朝、お城の偉い女性に渡したのも、今ロロベルに渡したのも、俺基準で俺に合う「メガネ」だ。
ちゃんと視力に合った歪みのものを渡したいとは思うが、「素養」がバレるのでナシだ。城の女性はちゃんと話す間もなかったし。
ところでだ。
「なんで自分で掛けるの?」
なんかしれっとロロベルが俺の渡した「メガネ」を掛けているが。知り合いのじゃないのかよ。……うわ、すごく頭よさそうに見える。金髪おかっぱにメガネ。この組み合わせは無駄に知的に見えると言わざるを得ない。

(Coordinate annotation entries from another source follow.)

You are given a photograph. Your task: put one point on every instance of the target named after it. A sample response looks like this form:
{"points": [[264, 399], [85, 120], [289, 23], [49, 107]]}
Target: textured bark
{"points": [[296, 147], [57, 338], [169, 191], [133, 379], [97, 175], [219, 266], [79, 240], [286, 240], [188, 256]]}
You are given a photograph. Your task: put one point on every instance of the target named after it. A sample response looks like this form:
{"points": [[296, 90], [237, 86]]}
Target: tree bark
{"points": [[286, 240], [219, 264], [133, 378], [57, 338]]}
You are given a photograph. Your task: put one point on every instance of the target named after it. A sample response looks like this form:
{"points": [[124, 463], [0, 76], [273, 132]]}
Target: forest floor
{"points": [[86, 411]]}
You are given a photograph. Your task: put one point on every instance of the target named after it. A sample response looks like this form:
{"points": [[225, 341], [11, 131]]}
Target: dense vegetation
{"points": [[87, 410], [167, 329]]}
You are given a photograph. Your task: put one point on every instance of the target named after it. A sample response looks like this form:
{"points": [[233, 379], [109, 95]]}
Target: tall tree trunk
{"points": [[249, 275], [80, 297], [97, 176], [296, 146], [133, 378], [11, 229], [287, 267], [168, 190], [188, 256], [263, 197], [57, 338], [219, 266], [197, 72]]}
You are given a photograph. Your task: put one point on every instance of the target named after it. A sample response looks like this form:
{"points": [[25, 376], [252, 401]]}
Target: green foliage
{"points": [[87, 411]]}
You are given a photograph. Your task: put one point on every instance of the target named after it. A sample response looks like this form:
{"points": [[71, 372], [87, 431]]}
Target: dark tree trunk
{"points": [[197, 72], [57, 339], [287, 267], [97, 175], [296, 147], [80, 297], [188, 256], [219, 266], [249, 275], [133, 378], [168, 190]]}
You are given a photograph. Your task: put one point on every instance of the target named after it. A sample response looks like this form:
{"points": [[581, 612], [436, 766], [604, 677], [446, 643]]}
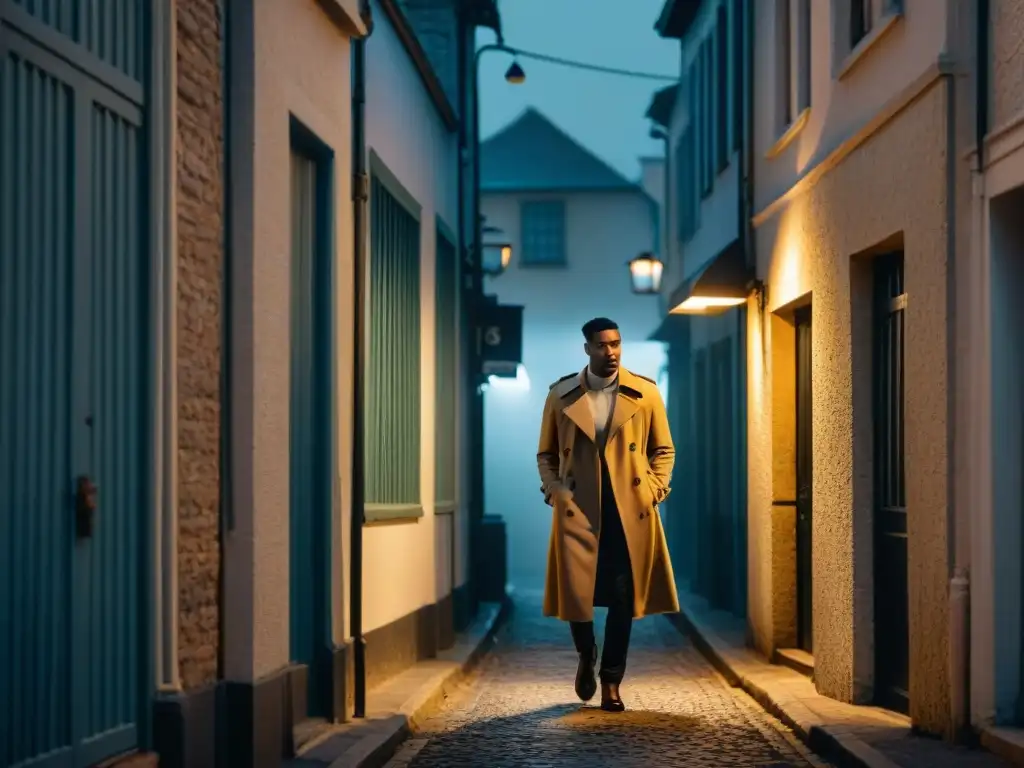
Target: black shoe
{"points": [[609, 697], [586, 684]]}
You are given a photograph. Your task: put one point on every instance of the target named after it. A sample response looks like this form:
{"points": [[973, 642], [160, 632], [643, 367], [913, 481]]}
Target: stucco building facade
{"points": [[850, 365], [992, 126], [117, 143]]}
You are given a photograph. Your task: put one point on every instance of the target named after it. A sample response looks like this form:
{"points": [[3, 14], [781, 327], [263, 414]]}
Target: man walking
{"points": [[605, 459]]}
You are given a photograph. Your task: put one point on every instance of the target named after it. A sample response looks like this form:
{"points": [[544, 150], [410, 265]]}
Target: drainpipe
{"points": [[744, 124], [360, 197], [960, 584]]}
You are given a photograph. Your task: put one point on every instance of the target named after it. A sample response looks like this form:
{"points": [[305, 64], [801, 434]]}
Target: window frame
{"points": [[524, 249], [445, 368], [411, 509]]}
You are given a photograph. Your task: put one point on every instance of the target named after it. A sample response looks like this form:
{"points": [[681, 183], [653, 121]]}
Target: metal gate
{"points": [[891, 603], [805, 624], [74, 454], [309, 423]]}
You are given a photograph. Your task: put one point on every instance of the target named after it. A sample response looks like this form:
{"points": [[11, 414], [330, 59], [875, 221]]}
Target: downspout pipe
{"points": [[226, 346], [360, 197]]}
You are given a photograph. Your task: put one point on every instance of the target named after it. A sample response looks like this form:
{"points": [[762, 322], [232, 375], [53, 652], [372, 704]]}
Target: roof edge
{"points": [[676, 17], [403, 29]]}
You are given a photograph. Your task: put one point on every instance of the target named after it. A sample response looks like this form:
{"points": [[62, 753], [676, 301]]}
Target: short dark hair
{"points": [[596, 326]]}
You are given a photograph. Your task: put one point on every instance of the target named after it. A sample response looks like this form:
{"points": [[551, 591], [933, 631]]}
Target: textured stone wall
{"points": [[1008, 60], [889, 193], [200, 222]]}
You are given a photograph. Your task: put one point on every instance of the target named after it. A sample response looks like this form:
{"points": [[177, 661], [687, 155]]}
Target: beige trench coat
{"points": [[639, 454]]}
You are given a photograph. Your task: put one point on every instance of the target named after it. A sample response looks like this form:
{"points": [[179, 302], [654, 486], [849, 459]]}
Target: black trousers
{"points": [[613, 589]]}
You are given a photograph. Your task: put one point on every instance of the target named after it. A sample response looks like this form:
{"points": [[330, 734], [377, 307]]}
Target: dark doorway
{"points": [[310, 417], [805, 623], [892, 652]]}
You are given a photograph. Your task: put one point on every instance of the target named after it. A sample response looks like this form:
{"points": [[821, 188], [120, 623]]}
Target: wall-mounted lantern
{"points": [[645, 273], [495, 258]]}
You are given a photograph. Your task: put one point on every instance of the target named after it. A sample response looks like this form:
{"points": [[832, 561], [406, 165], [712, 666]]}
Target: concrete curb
{"points": [[384, 733], [832, 741]]}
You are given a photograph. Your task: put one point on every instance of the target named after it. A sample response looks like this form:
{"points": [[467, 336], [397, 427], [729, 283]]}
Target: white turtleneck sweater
{"points": [[601, 397]]}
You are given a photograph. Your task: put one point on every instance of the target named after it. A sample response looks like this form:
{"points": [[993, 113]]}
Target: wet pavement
{"points": [[519, 710]]}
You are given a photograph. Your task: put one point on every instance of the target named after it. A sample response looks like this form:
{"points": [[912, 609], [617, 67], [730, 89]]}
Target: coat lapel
{"points": [[627, 403], [579, 410]]}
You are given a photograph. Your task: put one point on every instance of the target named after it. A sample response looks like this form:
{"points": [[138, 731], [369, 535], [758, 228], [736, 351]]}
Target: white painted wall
{"points": [[847, 91], [719, 219], [311, 82], [996, 352], [406, 130], [603, 231]]}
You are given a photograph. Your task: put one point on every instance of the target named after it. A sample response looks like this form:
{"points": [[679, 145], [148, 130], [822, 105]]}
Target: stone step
{"points": [[132, 760]]}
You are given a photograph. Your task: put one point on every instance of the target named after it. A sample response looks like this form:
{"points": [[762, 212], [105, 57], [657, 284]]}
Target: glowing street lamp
{"points": [[496, 258], [515, 74], [645, 273]]}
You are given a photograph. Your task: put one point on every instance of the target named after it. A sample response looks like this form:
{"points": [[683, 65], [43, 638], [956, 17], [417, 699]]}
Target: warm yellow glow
{"points": [[707, 304], [646, 273]]}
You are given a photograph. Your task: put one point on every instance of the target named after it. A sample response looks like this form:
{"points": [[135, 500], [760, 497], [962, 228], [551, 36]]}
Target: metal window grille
{"points": [[392, 422], [543, 223]]}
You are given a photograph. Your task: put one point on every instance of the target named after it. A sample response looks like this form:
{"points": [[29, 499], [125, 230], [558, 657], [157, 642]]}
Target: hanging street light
{"points": [[645, 273], [496, 258], [515, 74]]}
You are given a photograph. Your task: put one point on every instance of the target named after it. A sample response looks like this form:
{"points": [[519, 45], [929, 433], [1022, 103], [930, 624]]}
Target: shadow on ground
{"points": [[571, 736]]}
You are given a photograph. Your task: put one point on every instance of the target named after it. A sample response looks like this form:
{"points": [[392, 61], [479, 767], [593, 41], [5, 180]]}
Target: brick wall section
{"points": [[200, 209]]}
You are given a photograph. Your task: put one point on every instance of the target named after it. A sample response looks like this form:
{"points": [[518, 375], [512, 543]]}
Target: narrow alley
{"points": [[519, 710]]}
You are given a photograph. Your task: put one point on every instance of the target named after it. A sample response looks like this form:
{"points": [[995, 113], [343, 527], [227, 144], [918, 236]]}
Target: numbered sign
{"points": [[500, 337]]}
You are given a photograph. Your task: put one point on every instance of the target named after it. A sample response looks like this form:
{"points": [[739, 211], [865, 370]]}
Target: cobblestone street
{"points": [[519, 710]]}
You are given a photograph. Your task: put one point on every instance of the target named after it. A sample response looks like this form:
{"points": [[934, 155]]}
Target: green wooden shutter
{"points": [[446, 318], [392, 420]]}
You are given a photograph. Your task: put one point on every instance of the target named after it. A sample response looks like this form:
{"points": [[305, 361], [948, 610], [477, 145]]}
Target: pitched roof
{"points": [[662, 104], [531, 154]]}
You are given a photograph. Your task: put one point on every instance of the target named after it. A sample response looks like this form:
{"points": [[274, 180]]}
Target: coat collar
{"points": [[572, 388]]}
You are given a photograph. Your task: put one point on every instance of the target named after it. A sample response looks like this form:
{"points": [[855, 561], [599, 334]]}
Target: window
{"points": [[738, 72], [857, 25], [722, 88], [793, 34], [682, 184], [688, 202], [783, 37], [446, 336], [392, 392], [543, 232], [860, 20], [707, 114]]}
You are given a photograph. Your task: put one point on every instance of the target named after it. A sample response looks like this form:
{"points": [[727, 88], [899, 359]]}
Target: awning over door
{"points": [[723, 282]]}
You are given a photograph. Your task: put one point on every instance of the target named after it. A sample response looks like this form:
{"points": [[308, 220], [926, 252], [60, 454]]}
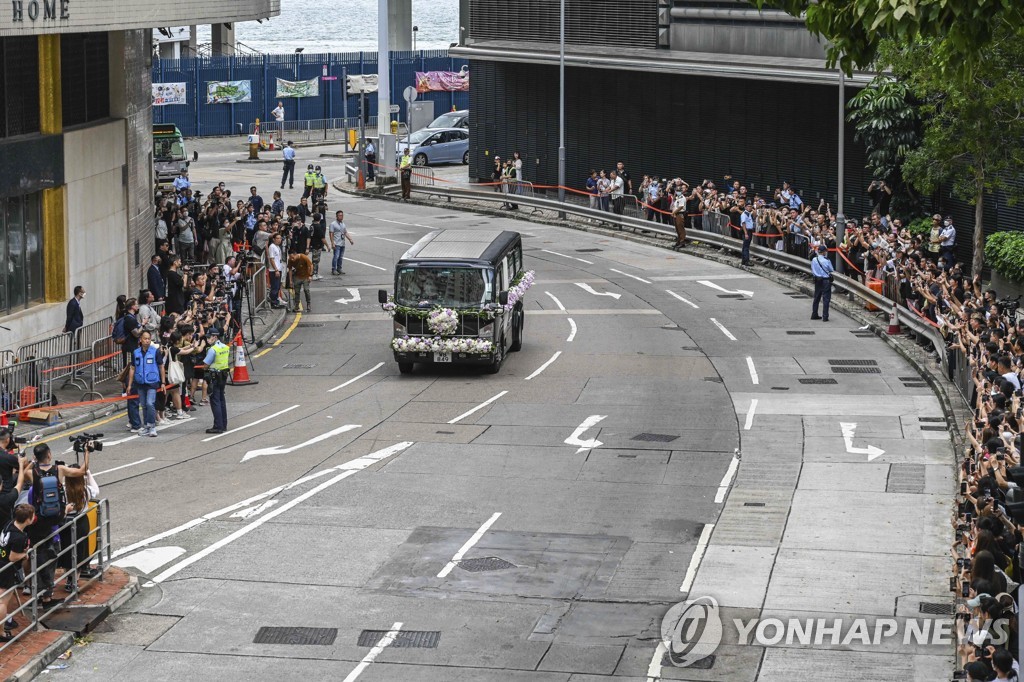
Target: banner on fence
{"points": [[308, 88], [228, 92], [169, 93], [441, 81]]}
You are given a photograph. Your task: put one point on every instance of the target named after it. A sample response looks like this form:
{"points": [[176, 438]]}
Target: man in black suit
{"points": [[155, 279]]}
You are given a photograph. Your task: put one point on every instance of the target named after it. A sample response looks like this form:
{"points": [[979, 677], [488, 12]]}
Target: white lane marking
{"points": [[353, 293], [723, 487], [557, 302], [287, 451], [750, 415], [545, 366], [374, 652], [754, 371], [691, 570], [727, 333], [258, 421], [376, 267], [150, 559], [590, 290], [555, 253], [749, 294], [479, 407], [223, 542], [848, 431], [354, 379], [469, 544], [123, 466], [654, 669], [254, 511], [680, 298], [387, 452], [630, 275], [590, 443]]}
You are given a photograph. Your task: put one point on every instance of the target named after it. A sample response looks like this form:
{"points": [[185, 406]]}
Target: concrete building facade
{"points": [[76, 151]]}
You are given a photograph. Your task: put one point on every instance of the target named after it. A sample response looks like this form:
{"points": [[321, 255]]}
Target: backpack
{"points": [[119, 335], [47, 493]]}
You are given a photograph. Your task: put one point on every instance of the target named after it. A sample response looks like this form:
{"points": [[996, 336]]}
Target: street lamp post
{"points": [[561, 105]]}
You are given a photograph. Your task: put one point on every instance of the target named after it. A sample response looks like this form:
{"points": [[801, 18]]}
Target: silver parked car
{"points": [[432, 145]]}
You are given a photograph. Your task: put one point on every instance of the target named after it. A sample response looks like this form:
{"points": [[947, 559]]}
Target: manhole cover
{"points": [[654, 437], [936, 608], [406, 639], [484, 563], [296, 636], [835, 361]]}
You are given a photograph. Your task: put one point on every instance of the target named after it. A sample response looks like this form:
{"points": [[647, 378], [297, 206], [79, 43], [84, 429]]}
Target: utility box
{"points": [[420, 115]]}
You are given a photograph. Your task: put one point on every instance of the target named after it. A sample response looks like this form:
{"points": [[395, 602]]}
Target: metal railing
{"points": [[44, 561]]}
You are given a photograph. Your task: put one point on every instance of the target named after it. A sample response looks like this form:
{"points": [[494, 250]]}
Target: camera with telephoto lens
{"points": [[87, 440]]}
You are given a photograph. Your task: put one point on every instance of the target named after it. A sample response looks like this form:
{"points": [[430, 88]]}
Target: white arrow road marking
{"points": [[150, 559], [258, 421], [749, 294], [367, 460], [870, 451], [286, 451], [580, 430], [354, 293], [680, 298], [590, 290], [254, 511], [469, 544]]}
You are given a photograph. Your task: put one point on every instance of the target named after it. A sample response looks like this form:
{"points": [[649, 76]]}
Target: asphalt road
{"points": [[596, 478]]}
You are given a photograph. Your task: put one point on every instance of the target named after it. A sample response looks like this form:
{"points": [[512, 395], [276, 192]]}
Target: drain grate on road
{"points": [[654, 437], [855, 363], [406, 639], [485, 563], [936, 608], [296, 636], [856, 370]]}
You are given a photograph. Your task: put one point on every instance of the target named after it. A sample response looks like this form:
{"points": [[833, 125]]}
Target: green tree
{"points": [[856, 29], [886, 121], [973, 133]]}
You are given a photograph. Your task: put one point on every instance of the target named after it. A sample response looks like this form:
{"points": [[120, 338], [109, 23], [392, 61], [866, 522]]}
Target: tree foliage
{"points": [[856, 29]]}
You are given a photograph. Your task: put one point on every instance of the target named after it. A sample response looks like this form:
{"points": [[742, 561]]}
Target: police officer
{"points": [[310, 179], [821, 268], [216, 374]]}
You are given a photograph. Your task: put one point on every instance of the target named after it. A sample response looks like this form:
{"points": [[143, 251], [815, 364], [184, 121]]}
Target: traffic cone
{"points": [[894, 327], [240, 376]]}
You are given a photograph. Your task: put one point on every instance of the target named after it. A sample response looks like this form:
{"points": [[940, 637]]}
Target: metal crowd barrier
{"points": [[75, 557]]}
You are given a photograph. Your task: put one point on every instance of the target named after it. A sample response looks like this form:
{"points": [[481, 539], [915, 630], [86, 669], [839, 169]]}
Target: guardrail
{"points": [[79, 553], [924, 329]]}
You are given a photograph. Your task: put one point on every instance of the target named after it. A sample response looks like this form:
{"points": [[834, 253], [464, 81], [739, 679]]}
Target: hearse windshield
{"points": [[427, 287]]}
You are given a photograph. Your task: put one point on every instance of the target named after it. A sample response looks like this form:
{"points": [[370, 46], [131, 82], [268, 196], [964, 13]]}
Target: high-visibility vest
{"points": [[221, 355]]}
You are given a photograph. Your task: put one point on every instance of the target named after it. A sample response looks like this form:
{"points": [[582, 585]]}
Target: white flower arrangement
{"points": [[519, 287], [442, 322], [423, 344]]}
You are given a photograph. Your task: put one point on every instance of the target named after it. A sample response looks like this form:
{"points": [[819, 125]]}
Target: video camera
{"points": [[87, 440]]}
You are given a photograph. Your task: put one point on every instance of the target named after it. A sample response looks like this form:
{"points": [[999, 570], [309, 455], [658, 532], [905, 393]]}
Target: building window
{"points": [[85, 91], [20, 253], [18, 86]]}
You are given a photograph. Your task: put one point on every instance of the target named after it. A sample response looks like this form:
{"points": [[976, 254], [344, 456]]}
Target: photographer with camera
{"points": [[49, 500]]}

「いや、こういうのは初めてなもので……なるほど、確かに見え方がまったく違うな」
「それロロベルさんの分なの?」
「いや、本当に知り合いの分だ。ちょっと試してみただけだ」
と、ロロベルは「メガネ」を、隣に座る赤毛の少女に渡した。
「え? な、なんですか?」
「掛けてみたそうな顔をしていたから」
うん。「メガネ」の話になってから、すごいしてた。邪魔しないように発言は控えてたけど顔はすごいしてた。
「べ、別にいいですそういうの。それより今度はこっちの話、いい?」
いいわけがない。聞く筋合いもない。
だけど、これ以上付きまとわれても困るので、聞くだけ聞こうか。
――それにしても、気が付いたら数字が変わっている。今度は「74」か。ロロベルの上の数字がすごく気になる。